A etapa seguinte foi descobrir o que funcionários da empresa sabiam sobre assédio. Executivos e gerentes do Magazine Luiza foram instruídos a se reunir com suas equipes e fazer perguntas diretas: o que achavam que era assédio, como se sentiam a respeito, que tipo de ambiente de trabalho gostariam de ter.
Como resultado, eles coletaram 18.000 respostas que foram compiladas por um provedor de pesquisas em um relatório que passou a ser usado como base para treinamento de equipe.
“Uma das principais descobertas foi que chamar (assédio) de piada ou ‘apenas uma brincadeira’ era algo muito comum”, diz Trajano. “E perguntávamos a eles, e se fosse sua filha?”
A pandemia acelerou o projeto, e o Magazine Luiza ampliou seu alcance para ajudar clientes vítimas de abuso doméstico. O aplicativo da empresa, que conta com 26 milhões de usuários registrados, tem um botão que permite que usuários conectem-se com a linha direta da polícia, o 180, enquanto fingem que estão fazendo compras online.
Trajano diz que o simples fato de uma empresa ter uma política clara já pode ser um impedimento ao comportamento criminoso. “Tivemos casos concretos de homens que apareciam nas lojas para assediar suas companheiras, mas agora eles desapareceram.” E o assédio, dentro ou fora do trabalho, é causa de demissão imediata de funcionários, algo que Trajano chamou de “não negociável”.
Embora legislação, políticas públicas e aplicação da lei sejam necessárias para combater e punir a violência doméstica, a experiência de Trajano mostra que o setor privado pode desempenhar um papel crítico.

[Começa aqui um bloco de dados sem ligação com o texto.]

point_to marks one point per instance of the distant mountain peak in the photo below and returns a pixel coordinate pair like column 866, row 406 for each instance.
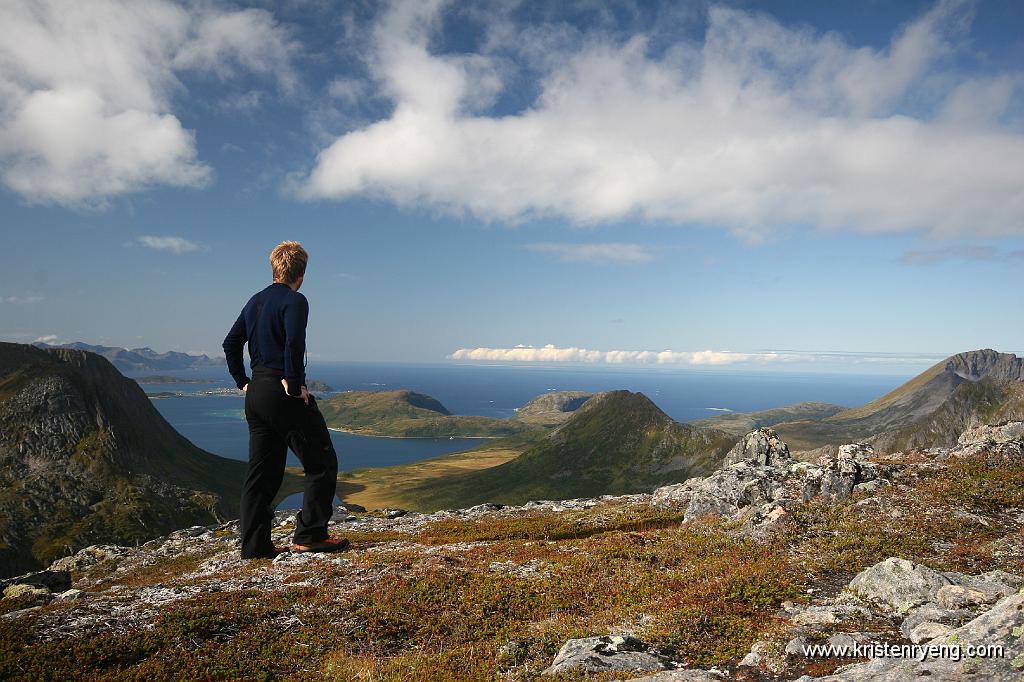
column 142, row 359
column 976, row 365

E ela quer que outros líderes empresariais entrem em ação.
“Não custa muito manter um sistema. Senti que precisava ligar para outros líderes e mostrar a eles a importância de uma empresa ter uma ferramenta interna”. E ela fez exatamente isso, mas na forma de uma surpresa. Convites para uma visita guiada ao LuizaLabs, o braço de inovação digital do Magazine Luiza, foram enviados a 200 presidentes de empresas. “Todo mundo quer ver o laboratório”, diz Trajano, com um sorriso no rosto.
“Eu os convidei para o café da manhã, mas também havia umas lembrancinhas”, disse. O comitê criado para desenvolver iniciativas viáveis elaborou um manual com cinco passos que as empresas podem dar para proteger suas funcionárias. Cada executivo recebeu um exemplar do manual e todos participaram de uma palestra com Maria da Penha, a sobrevivente que dá nome à lei brasileira de violência doméstica. “Mas também mostrei o laboratório a eles”, diz Trajano, rindo.
Trajano diz que entrar em ação não é apenas uma questão humanitária, mas também melhora o ambiente de trabalho para homens e mulheres, e ajuda a melhorar o relacionamento com os clientes. “Especialmente depois que começou a pandemia, as pessoas passaram a procurar empresas que são socialmente responsáveis”, diz ela.
“E estamos dispostos a ajudar”, acrescenta. “Ajudamos muitas outras empresas no Brasil a construir seus sistemas. Todos nós temos responsabilidade sobre isso.”